Tenancy not registered with RTB

Thank you. From this it would appear once it is proved tenant no. 1 was in situ from 2010, the 'tenancy', such as it is (>8 years) would require notice to be given in termination of 224 days.
 
Personally i would not be signing anything that does not reflect the true situation and make that clear.
You say the rent was slightly less than market value, well paying €500 a month for two domestic bills is €6k per year, our modest 3 bed costs only €2,300 in those bills for the year so I've no doubt you would have been making up the difference in the slighly less than market value.
It would appear to me that the owner has been having their cake and eating it.
Will you have a home once the property is sold?
It may well have suited you to go with the flow while you were in the house but you won't have that particular roof over your head for much longer so I would do right by yourself.
 
You cannot demand a tenant sign away their entitlements. If there was rent to be paid, it was a tenancy, however "informal" the owner imagined it to be. They have accepted rent every month for 14 years and need to behave with some professionalism regarding this.
 
  1. Will signing the documentation as requested impact on the tenant’s rights as a 14 year in-situ tenant (e.g. notice period, issues regarding recent documented tenancy vs 14-year undocumented tenancy etc.)?
No.
  1. Can the two family members who moved in during 2020 be a licensee of the house owner?
Yes, probably
  1. Would potential RTB advocacy be based on the signed documents (if signed) vs no signed records (there may be text messages regarding collection of rent, servicing of gas boiler etc.)?
No, absolutely not.
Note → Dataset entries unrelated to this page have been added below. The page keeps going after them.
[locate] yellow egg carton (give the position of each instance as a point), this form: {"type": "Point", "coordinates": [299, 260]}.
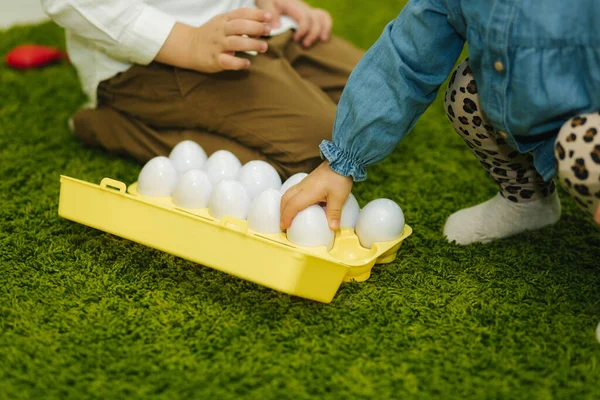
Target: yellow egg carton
{"type": "Point", "coordinates": [227, 245]}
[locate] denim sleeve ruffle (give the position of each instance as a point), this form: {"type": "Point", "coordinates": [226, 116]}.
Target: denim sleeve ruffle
{"type": "Point", "coordinates": [390, 88]}
{"type": "Point", "coordinates": [341, 162]}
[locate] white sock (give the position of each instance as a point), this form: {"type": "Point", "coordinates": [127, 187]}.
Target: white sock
{"type": "Point", "coordinates": [499, 218]}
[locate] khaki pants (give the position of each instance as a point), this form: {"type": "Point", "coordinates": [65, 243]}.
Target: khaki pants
{"type": "Point", "coordinates": [277, 111]}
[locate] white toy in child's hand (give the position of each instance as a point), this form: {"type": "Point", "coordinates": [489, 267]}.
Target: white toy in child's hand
{"type": "Point", "coordinates": [292, 181]}
{"type": "Point", "coordinates": [193, 190]}
{"type": "Point", "coordinates": [258, 176]}
{"type": "Point", "coordinates": [221, 165]}
{"type": "Point", "coordinates": [381, 220]}
{"type": "Point", "coordinates": [311, 229]}
{"type": "Point", "coordinates": [264, 215]}
{"type": "Point", "coordinates": [157, 178]}
{"type": "Point", "coordinates": [350, 212]}
{"type": "Point", "coordinates": [187, 155]}
{"type": "Point", "coordinates": [229, 198]}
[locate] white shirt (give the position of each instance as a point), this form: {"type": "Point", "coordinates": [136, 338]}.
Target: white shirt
{"type": "Point", "coordinates": [105, 37]}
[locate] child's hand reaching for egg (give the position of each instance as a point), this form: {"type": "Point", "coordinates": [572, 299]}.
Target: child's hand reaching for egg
{"type": "Point", "coordinates": [322, 185]}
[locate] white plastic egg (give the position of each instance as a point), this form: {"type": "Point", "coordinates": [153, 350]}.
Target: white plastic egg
{"type": "Point", "coordinates": [292, 181]}
{"type": "Point", "coordinates": [187, 155]}
{"type": "Point", "coordinates": [381, 220]}
{"type": "Point", "coordinates": [311, 229]}
{"type": "Point", "coordinates": [229, 198]}
{"type": "Point", "coordinates": [221, 165]}
{"type": "Point", "coordinates": [193, 190]}
{"type": "Point", "coordinates": [350, 213]}
{"type": "Point", "coordinates": [264, 215]}
{"type": "Point", "coordinates": [157, 178]}
{"type": "Point", "coordinates": [258, 176]}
Rentals were run this way for years. Its up to the landlord to be professional, not the tenant. If he/she chose to not put things in writing that's not the fault of the tenant.
any thoughts as to my queries? please and thanks....
This is just my opinion, and to add the auctioneer doing the sale is only interested in that. They should not be relied upon for legal advice. The landlord at very least should give proper RTB notice period and a serve it according to the law, treating it as a normal tenancy and not just some kind of gentleman's agreement.